都市の求人は諦めていた――小児科の常勤にこだわった私が、家族と過疎の町で見つけた居場所
退職後に募る焦り――小児科常勤という、あまりに少ない椅子
私は40代の小児科医です。それまで他府県の公的診療所で常勤医として勤務していましたが、自宅との往復を続けていくことを考えると、この先も働き続けるのは難しいと判断し、退職を決意しました。望んでいたのは、診療所(クリニック)で小児科の常勤医として腰を据えて働くこと。すでに複数の会社に求人を打診していましたが、そもそも小児科常勤の案件は絶対数が少なく、希望に沿うものは一つも見つかりませんでした。退職はすでに済ませており、早く次の勤務先を決めたいという焦りだけが募っていく日々。藁にもすがる思いで、私はイードクターへ問い合わせをしました。

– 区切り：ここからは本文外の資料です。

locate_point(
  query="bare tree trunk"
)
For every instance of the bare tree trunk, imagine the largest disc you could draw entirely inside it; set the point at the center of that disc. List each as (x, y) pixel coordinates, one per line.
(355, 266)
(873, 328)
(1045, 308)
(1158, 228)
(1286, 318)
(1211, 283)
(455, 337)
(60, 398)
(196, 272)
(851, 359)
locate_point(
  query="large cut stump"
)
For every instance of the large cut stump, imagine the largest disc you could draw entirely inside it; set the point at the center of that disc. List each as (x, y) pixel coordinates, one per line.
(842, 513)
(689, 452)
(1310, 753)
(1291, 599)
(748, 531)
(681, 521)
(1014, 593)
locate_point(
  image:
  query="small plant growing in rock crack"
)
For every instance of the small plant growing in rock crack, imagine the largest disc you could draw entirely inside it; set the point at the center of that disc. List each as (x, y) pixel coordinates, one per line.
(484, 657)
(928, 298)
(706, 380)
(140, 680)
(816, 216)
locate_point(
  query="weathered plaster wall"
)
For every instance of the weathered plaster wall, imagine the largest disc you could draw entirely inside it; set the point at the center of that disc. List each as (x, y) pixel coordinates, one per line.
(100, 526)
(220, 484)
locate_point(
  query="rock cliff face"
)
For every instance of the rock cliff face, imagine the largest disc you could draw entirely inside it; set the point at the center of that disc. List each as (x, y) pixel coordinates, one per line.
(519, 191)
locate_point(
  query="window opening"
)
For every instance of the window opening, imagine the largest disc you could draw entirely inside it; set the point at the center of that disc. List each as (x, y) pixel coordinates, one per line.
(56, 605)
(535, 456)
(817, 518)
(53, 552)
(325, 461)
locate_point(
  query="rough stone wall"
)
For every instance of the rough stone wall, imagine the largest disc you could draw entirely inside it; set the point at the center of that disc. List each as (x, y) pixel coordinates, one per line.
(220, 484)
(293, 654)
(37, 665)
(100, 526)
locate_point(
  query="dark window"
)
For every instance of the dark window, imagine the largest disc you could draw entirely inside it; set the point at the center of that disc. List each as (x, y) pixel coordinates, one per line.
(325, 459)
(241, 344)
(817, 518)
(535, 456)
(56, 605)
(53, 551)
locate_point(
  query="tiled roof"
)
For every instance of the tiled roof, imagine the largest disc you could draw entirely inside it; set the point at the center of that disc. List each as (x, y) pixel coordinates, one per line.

面談で持参された一枚――遠方ゆえに、即座に断った求人
まずはご挨拶と求人紹介のための面談の場を設けていただきました。担当のコンサルタントは、私が以前面接に伺った医療機関を事前にヒアリングした上で、それ以外の求人を当たってくれました。ただ、小児科の診療所は開業医がお一人で診ている所が多く、「非常勤なら」という話は聞けても、常勤までは必要ないという返事ばかり。当日は車で1時間半ほどかかる過疎地域の常勤求人を持参してくれましたが、遠方の勤務は考えにくく、私はその場でお断りしてしまいました。今は働いていない不安もあり、話は自然と非常勤へと切り替わっていきました。
一度は脇に置いた話――それでも、頭から離れなかった町
早く勤務を始めたい気持ちから、非常勤の面接の話はとんとん拍子に進み、常勤の話は一旦脇に置くことになりました。それでもコンサルタントは「常勤の求人が出ればすぐにご提案します」と言ってくれ、その後も粘り強く掘り起こしを続けてくれていたようです。私自身、小児科常勤の難しさは痛いほど感じていました。そんなある日、面談で勧めてもらった過疎地域の勤務のことが、なぜか頭から離れなくなり、「あの求人について、もう一度伺いたいことがあります」と、自分からメールを送っていました。
家族で出した答え――縁のある土地で、もう一度暮らす
一度は辞退した遠方の勤務でしたが、家族と何度も話し合ううちに、気持ちは大きく変わっていきました。実は幼い頃、父の勤務の関係でその過疎地域の近くで暮らしていた時期があり、今でも年に一度は訪れている、私たち家族にとって縁のある土地だったのです。環境も良く、もう一度あの地域で家族そろって暮らすのも悪くない――そんな結論に至り、私は前向きに検討したい旨をコンサルタントへ伝えました。話を聞いた先方の理事長は大変喜んでくださり、「まずは見学だけでも」と温かく迎え入れてくれました。
嘘のように充実した今――地域に愛される小児科医として
面接当日、理事長は二つの診療所を案内してくださり、市内の観光にまで気を配ってくださいました。職員の方々も明るく、ここでなら働きやすいと、その場で勤務を決意していました。理事長からは「よくこの地域に常勤医を紹介してくれた」と感謝され、転居や住居の手配まで法人がすべて整えてくれたおかげで、入職はスムーズに進みました。常勤先が決まらず体調を崩した時期もありましたが、今はそれが嘘のように充実した毎日です。都市を希望する医師が多い中、家族とともに地域医療へ貢献できたのは、最後まで諦めずに支えてくれたコンサルタントのおかげ。これからも、地域に愛される小児科医であり続けたいと思います。